Climate change

The methodology described for defining Climate Change Risk levels based on annual mean temperature increase ($\Delta T$) relative to a historical reference period is conceptually aligned with the approach used by the international scientific community, particularly the Intergovernmental Panel on Climate Change (IPCC).
The IPCC is the United Nations body responsible for assessing the science related to climate change. Its reports represent the primary and most authoritative reference in this field. The methodology of using temperature anomalies to communicate warming and associated risks is a pillar of modern climatology.

The most important documents providing the scientific basis for this risk classification are the IPCC assessment reports.
• [Climate Change 2021: The Physical Science Basis](Climate Change 2021: The Physical Science Basis)
This report is the most current and comprehensive source on the physical science of climate change. It clearly establishes the connection between greenhouse gas emissions, rising global mean temperatures, and intensifying extreme weather events (heat waves, droughts, heavy rainfall).

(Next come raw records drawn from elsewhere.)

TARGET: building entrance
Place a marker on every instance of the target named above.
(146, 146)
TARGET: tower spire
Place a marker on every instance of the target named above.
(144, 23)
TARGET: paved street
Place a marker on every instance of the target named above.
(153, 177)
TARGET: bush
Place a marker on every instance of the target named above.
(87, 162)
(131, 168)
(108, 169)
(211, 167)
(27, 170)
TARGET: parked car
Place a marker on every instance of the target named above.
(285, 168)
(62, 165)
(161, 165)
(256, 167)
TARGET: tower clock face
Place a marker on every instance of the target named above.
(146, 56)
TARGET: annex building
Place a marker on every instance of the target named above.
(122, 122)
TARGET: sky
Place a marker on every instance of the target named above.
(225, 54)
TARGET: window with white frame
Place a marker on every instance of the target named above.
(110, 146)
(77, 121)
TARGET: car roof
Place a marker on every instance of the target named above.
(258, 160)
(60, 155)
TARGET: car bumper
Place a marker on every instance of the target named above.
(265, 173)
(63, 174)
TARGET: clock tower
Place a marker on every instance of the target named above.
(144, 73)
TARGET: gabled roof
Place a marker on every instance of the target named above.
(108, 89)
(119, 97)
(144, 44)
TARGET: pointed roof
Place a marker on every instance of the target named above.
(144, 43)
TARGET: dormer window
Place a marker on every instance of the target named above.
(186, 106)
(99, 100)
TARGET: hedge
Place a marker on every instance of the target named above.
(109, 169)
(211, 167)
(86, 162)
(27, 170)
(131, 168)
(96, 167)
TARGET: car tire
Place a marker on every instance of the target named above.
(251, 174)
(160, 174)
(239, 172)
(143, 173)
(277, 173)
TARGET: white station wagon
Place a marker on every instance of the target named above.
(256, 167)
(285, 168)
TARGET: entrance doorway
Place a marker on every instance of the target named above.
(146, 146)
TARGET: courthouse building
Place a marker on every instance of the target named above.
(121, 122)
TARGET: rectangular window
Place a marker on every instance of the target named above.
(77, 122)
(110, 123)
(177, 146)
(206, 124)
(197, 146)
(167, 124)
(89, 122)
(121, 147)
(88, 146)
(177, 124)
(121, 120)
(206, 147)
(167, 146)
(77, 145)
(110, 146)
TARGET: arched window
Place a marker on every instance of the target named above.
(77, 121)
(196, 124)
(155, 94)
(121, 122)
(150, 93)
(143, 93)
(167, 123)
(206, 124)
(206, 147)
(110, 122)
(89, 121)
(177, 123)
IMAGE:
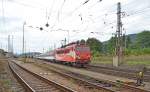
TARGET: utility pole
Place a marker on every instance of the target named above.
(118, 59)
(12, 48)
(8, 43)
(23, 39)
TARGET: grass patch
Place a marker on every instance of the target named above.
(138, 63)
(129, 60)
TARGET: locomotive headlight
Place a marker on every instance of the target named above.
(78, 57)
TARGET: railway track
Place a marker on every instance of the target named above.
(35, 83)
(105, 84)
(130, 74)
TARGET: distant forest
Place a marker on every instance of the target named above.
(134, 44)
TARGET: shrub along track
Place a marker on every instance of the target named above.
(130, 74)
(34, 82)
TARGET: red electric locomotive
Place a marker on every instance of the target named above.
(74, 53)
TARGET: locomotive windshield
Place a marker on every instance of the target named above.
(83, 49)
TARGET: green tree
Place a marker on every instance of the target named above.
(95, 44)
(143, 39)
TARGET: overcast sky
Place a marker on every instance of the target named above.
(77, 17)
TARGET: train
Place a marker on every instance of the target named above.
(76, 54)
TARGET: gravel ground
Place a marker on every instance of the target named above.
(92, 74)
(7, 81)
(57, 78)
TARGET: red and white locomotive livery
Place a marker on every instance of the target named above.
(74, 54)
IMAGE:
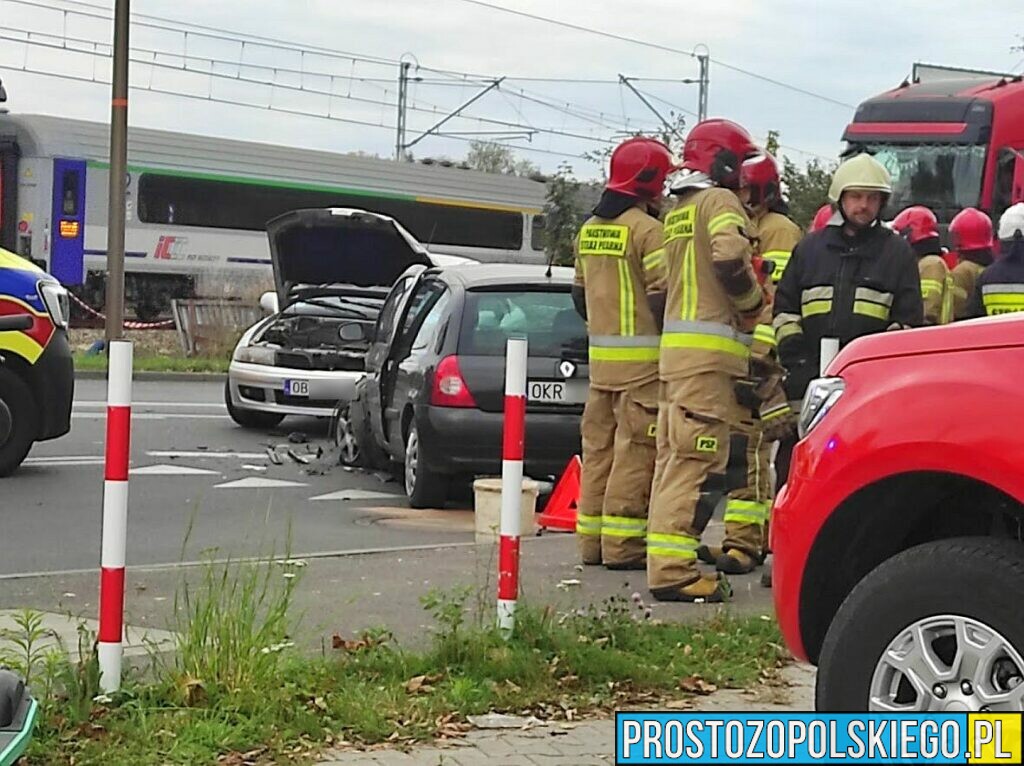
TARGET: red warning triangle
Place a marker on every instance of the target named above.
(560, 511)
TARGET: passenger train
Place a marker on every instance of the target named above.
(197, 207)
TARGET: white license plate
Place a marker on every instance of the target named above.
(553, 392)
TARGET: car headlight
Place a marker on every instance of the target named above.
(55, 299)
(255, 354)
(821, 395)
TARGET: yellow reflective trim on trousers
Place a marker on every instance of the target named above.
(764, 334)
(775, 412)
(742, 518)
(588, 524)
(814, 307)
(867, 308)
(689, 296)
(672, 546)
(627, 314)
(705, 343)
(625, 354)
(724, 220)
(624, 526)
(654, 259)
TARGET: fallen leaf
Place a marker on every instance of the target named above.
(678, 705)
(696, 685)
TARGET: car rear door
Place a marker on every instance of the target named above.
(557, 372)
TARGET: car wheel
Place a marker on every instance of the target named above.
(353, 438)
(249, 418)
(18, 421)
(425, 490)
(931, 629)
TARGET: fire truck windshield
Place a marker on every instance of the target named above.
(945, 177)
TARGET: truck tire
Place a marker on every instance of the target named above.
(22, 418)
(249, 418)
(919, 604)
(424, 488)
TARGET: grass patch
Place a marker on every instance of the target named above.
(158, 364)
(237, 690)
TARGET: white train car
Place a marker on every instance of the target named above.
(197, 207)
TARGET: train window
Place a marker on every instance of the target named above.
(215, 204)
(538, 240)
(69, 194)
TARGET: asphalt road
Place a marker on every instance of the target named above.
(199, 484)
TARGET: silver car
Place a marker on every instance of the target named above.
(333, 268)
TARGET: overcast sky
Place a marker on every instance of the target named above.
(841, 49)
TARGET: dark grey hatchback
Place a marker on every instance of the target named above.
(431, 400)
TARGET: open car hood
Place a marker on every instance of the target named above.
(334, 247)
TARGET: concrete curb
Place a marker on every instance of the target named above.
(156, 377)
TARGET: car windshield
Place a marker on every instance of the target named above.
(548, 318)
(945, 177)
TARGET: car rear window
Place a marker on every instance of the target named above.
(548, 318)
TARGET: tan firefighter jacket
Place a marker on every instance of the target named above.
(619, 262)
(713, 297)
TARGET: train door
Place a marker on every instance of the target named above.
(8, 194)
(68, 251)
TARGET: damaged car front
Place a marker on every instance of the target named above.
(333, 268)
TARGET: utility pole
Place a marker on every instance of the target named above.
(399, 139)
(119, 169)
(704, 59)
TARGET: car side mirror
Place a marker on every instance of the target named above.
(353, 333)
(268, 302)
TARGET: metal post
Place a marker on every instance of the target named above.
(399, 140)
(705, 84)
(115, 530)
(513, 449)
(119, 169)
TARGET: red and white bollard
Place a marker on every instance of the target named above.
(112, 575)
(512, 454)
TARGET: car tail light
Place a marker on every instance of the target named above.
(450, 387)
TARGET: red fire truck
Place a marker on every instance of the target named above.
(951, 138)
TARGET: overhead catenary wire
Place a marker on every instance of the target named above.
(657, 46)
(330, 94)
(297, 113)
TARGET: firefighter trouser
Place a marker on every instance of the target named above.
(693, 422)
(619, 451)
(747, 507)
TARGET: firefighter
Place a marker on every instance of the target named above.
(713, 303)
(761, 193)
(769, 417)
(971, 235)
(821, 218)
(853, 278)
(1000, 289)
(919, 225)
(620, 265)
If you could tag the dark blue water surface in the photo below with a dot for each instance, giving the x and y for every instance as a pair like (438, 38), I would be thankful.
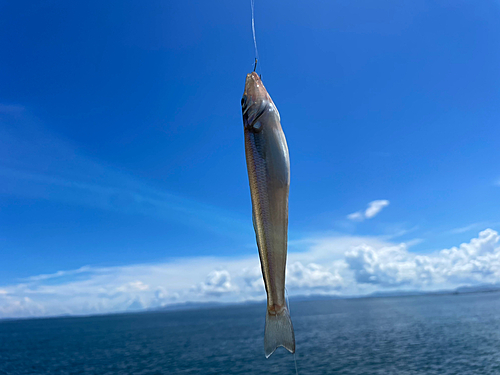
(447, 334)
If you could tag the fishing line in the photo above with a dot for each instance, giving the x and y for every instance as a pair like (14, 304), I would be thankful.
(294, 357)
(252, 3)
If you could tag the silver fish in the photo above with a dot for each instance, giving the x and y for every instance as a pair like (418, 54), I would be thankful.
(268, 167)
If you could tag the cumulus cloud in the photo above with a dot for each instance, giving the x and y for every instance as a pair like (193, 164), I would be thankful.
(216, 284)
(312, 277)
(373, 209)
(339, 265)
(475, 262)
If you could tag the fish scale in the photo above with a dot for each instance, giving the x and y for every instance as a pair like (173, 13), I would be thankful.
(268, 168)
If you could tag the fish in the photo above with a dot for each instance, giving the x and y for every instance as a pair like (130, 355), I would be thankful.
(268, 166)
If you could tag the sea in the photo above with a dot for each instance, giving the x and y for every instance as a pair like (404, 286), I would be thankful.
(431, 334)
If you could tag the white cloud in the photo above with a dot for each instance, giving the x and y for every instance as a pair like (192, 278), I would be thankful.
(373, 209)
(216, 284)
(340, 265)
(471, 263)
(356, 216)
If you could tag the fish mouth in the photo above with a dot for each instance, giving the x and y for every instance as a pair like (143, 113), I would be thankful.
(255, 100)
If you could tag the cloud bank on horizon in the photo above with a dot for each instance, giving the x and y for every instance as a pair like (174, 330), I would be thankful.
(341, 265)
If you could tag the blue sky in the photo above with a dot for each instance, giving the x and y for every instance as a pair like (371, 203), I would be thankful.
(121, 148)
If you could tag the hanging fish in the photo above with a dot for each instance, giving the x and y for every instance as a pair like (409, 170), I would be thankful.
(268, 167)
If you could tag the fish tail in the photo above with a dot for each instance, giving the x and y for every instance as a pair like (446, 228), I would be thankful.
(279, 331)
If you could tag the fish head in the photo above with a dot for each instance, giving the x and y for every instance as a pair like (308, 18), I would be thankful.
(255, 102)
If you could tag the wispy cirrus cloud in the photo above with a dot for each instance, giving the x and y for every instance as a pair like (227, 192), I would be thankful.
(372, 210)
(338, 265)
(36, 164)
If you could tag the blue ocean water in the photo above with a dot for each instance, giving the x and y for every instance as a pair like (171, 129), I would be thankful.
(445, 334)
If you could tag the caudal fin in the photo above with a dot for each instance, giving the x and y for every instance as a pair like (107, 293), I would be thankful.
(279, 332)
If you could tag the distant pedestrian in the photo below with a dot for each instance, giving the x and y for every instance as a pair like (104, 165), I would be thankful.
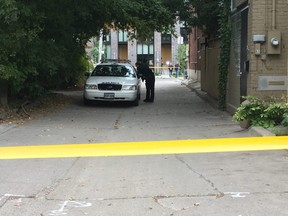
(177, 70)
(170, 68)
(149, 77)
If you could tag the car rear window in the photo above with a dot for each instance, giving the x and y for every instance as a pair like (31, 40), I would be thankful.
(113, 70)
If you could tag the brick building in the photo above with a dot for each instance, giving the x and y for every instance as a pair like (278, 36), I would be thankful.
(259, 55)
(161, 49)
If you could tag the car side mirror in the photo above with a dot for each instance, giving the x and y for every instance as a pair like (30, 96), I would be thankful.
(87, 74)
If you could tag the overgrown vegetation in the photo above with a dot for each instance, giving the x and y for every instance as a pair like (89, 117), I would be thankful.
(264, 113)
(182, 57)
(225, 37)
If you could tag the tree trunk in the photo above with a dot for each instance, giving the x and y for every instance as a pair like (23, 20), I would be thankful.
(3, 92)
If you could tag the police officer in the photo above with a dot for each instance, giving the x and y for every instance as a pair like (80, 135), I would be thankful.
(147, 74)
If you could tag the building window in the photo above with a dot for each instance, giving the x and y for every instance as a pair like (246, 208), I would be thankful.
(145, 48)
(122, 36)
(166, 38)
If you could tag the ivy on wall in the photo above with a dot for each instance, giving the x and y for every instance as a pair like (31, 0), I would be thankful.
(225, 37)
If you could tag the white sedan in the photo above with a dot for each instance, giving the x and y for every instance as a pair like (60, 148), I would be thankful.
(113, 82)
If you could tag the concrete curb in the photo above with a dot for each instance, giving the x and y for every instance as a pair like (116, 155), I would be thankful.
(260, 132)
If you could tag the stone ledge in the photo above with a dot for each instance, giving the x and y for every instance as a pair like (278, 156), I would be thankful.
(260, 131)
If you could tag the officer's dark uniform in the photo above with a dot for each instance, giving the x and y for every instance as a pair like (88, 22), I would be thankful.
(147, 74)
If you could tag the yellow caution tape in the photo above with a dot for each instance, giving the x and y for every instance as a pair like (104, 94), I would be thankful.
(145, 148)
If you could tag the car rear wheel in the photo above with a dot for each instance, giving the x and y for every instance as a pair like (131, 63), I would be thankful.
(86, 102)
(135, 102)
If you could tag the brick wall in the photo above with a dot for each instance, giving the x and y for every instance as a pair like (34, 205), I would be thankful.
(265, 64)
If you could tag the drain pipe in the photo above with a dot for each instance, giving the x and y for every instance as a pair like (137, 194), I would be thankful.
(273, 14)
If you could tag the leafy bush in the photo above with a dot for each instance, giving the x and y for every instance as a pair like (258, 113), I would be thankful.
(262, 113)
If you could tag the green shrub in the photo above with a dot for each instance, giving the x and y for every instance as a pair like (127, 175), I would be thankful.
(262, 113)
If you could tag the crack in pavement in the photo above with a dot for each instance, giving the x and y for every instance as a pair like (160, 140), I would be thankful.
(219, 193)
(8, 197)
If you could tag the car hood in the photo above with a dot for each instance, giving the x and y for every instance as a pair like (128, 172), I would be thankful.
(115, 80)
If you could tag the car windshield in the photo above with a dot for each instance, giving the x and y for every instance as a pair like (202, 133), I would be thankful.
(113, 70)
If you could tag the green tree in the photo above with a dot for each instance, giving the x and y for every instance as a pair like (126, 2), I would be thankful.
(42, 43)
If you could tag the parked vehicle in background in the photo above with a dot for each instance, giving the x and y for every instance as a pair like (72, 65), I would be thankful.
(113, 80)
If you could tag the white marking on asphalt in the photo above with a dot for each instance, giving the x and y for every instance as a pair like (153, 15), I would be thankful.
(237, 194)
(72, 204)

Chapter 11 ('Weather and Climate Extreme Events in a Changing Climate') is particularly relevant, as it analyzes how the frequency and intensity of these events change at specific levels of global warming (e.g., +1.5°C, +2.0°C, etc.), providing the scientific basis for the listed risk descriptions.
• [Climate Change 2022: Impacts, Adaptation and Vulnerability](Climate Change 2022: Impacts, Adaptation and Vulnerability)
This is the crucial reference that directly links warming levels ($\Delta T$) to specific impacts and risks for human and natural systems. The 'Reasons for Concern' (RFCs) concept, introduced in previous reports and updated here, visually synthesizes how risks in different categories (e.g., unique and threatened systems, extreme weather events) increase from 'undetectable' to 'very high' with increasing temperature. This framework is the most direct scientific representation of the A to F risk scale.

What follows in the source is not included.